If you work with data much, you don't need a statistical model to predict that the odds of consistently getting data in the format you need for analysis are pretty low. Those who do a great deal of data cleaning and reformatting often turn to scripting languages like Python or specialty tools such as OpenRefine or R.
But it turns out that there's a lot of data munging you can do in a plain old Excel spreadsheet -- if you know how to craft the proper formulas.
In a presentation at the recent 2014 Computer Assisted Reporting (CAR) conference, MaryJo Webster, senior data reporter with Digital First Media -- a newspaper group in New York -- shared some of her favorite Excel tricks. The goal of these tips, Webster said: Learn at least one new thing that will make you say, "Why didn't I know this before?"

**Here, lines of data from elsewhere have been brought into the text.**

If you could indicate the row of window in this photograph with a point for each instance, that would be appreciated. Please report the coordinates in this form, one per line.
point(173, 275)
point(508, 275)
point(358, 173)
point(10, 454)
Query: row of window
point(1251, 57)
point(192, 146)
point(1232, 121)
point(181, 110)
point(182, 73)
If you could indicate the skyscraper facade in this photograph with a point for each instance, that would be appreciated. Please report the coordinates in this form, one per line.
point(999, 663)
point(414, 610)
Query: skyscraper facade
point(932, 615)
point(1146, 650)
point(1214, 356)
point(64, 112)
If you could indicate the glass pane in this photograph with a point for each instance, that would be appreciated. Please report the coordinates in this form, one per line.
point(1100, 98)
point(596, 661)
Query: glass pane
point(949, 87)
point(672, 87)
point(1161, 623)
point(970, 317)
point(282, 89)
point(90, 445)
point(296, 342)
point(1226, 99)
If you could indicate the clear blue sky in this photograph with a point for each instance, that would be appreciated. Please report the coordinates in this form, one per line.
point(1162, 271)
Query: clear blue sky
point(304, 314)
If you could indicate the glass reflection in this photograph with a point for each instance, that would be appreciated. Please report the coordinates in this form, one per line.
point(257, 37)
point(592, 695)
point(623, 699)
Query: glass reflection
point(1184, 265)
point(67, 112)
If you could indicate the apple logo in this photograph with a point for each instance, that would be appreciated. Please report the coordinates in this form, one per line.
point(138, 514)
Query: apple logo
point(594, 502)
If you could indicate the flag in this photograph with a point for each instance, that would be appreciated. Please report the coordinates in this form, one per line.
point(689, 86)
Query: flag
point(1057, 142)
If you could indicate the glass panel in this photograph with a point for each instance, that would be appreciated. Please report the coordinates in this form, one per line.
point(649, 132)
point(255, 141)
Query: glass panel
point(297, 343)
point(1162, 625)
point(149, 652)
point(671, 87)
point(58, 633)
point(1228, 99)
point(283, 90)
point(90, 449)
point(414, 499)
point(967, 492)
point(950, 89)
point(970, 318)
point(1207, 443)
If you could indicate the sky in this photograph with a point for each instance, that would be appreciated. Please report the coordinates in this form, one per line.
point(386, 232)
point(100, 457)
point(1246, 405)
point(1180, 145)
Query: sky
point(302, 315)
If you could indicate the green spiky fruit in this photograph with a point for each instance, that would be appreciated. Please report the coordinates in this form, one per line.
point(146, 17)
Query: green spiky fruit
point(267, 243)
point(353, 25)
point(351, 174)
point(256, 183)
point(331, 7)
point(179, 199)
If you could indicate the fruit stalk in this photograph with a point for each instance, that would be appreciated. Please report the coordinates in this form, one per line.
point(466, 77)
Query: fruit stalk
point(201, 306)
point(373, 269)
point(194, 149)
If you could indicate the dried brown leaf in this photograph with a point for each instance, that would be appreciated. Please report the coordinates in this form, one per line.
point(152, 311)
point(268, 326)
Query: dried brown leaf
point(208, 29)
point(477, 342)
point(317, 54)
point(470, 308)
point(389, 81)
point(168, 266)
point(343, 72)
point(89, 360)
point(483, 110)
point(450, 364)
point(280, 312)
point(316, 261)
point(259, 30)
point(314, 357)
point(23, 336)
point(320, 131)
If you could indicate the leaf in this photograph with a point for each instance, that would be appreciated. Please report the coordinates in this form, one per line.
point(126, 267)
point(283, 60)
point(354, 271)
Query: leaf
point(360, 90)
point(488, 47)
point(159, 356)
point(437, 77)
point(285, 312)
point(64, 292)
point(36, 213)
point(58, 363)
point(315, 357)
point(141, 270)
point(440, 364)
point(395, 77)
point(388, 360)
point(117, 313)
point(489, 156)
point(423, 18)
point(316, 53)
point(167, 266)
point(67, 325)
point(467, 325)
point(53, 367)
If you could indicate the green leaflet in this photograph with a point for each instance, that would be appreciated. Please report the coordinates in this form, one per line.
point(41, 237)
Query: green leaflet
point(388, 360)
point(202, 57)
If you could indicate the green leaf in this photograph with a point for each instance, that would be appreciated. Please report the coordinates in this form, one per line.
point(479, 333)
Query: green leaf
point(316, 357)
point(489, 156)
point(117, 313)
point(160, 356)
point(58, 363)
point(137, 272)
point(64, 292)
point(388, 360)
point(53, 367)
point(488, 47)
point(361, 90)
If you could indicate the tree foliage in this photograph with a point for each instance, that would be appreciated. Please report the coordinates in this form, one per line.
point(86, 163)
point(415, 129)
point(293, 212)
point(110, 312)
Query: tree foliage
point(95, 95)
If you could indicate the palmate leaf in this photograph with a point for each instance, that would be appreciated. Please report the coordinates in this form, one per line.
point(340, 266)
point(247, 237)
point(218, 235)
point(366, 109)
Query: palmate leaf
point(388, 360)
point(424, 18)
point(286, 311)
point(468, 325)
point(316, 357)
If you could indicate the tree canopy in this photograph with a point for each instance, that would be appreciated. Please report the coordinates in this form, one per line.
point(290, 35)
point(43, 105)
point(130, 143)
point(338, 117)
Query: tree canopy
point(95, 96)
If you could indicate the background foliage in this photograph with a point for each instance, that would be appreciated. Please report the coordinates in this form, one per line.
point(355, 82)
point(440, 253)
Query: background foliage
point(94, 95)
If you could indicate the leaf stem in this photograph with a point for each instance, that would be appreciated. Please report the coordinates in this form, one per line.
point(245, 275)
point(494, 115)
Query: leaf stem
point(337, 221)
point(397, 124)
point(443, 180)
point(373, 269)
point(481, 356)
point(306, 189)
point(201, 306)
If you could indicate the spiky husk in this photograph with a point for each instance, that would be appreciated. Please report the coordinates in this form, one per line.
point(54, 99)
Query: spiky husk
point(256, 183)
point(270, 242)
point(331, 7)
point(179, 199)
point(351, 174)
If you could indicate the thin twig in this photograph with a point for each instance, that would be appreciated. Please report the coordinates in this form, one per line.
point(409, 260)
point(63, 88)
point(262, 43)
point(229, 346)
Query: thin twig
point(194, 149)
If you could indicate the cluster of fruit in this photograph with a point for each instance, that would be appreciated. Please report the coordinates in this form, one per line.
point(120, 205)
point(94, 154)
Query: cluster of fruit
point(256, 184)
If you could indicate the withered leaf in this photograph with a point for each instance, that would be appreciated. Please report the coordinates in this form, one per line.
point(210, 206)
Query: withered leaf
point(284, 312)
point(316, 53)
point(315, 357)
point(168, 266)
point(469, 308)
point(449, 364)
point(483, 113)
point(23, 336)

Tip 1: Split dates into separate fields
You can extract the year, month and day into separate fields from a date field in Excel by using formulas =Year(CellWithDate), =MONTH(CellWithDate) and =DAY(CellWithDate). Splitting dates this way -- by year, month and day of month -- works in Microsoft Access as well, Webster said.
In addition, you can also get the day of the week for any date in Excel with =WEEKDAY(CellWithDate). The default returns numbers, not names of the days of week, with 1 for Sunday, 2 for Monday and so on.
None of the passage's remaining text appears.